I’m a 27M with a Master’s of Engineering degree. 5 years of work experience, currently working a senior quality assurance engineer role making about 100k. The problem is, the hours are getting absolutely ridiculous. Over the last month I’ve worked dawn to dusk just to get my work done. My workload is more intense than everyone else on the team, but my boss doesn’t seem to care. He just says “oh, another tough week huh? Sorry, but keep up the great work. It won’t always be like this.”
Everyone else is a level above me on the promotion scale, yet I have to shoulder the load all the time. We’re talking 60 hour weeks with maybe a half hour combined for lunch and bathroom breaks.
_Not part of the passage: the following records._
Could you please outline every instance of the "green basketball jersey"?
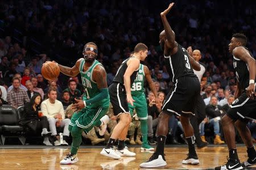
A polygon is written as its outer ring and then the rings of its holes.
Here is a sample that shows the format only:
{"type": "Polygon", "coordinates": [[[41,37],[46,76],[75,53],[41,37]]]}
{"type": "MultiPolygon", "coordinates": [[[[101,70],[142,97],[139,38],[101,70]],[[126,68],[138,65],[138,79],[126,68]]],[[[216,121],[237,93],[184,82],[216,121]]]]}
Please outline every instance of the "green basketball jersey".
{"type": "Polygon", "coordinates": [[[96,82],[93,81],[92,79],[92,74],[93,69],[95,67],[98,65],[101,65],[100,62],[97,60],[94,60],[88,70],[84,72],[83,71],[83,69],[85,63],[85,60],[83,59],[81,61],[80,65],[79,66],[79,71],[80,71],[82,86],[85,90],[83,100],[86,100],[91,99],[100,93],[100,90],[98,88],[96,82]]]}
{"type": "Polygon", "coordinates": [[[145,79],[145,74],[144,73],[143,65],[139,64],[139,69],[138,71],[136,79],[131,87],[131,95],[137,96],[141,95],[144,92],[144,81],[145,79]]]}

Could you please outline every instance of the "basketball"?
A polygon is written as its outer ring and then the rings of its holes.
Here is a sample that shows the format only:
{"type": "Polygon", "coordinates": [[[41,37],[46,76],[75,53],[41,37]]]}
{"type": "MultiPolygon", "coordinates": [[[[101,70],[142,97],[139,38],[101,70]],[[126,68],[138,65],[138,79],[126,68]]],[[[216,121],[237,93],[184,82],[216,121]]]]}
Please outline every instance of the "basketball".
{"type": "Polygon", "coordinates": [[[60,75],[60,68],[55,62],[47,62],[43,65],[41,69],[43,76],[47,80],[55,80],[60,75]]]}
I don’t know if it’s because the boss thinks my work is way better than my teammates or what, but I can’t take it anymore.
I recently received a job offer for a quality manager role that would’ve paid 120k salary, but the benefits weren’t good so I declined it (3 weeks’ fewer vacation time, no 401k match, in office every day with 90 minute commute each way, no stock plan). I’m at a loss right now. I’m just so exhausted, and even if I did receive a 20k raise at the end of the year, it would still feel like a pittance compared to the toll this job has taken on my mental health over the last month or so.
I wish I was financially secure enough to quit and give myself a month long sabbatical, but I just got out of debt and am starting to save for a house. I just want a break, but of course I’m done with vacation time for the year.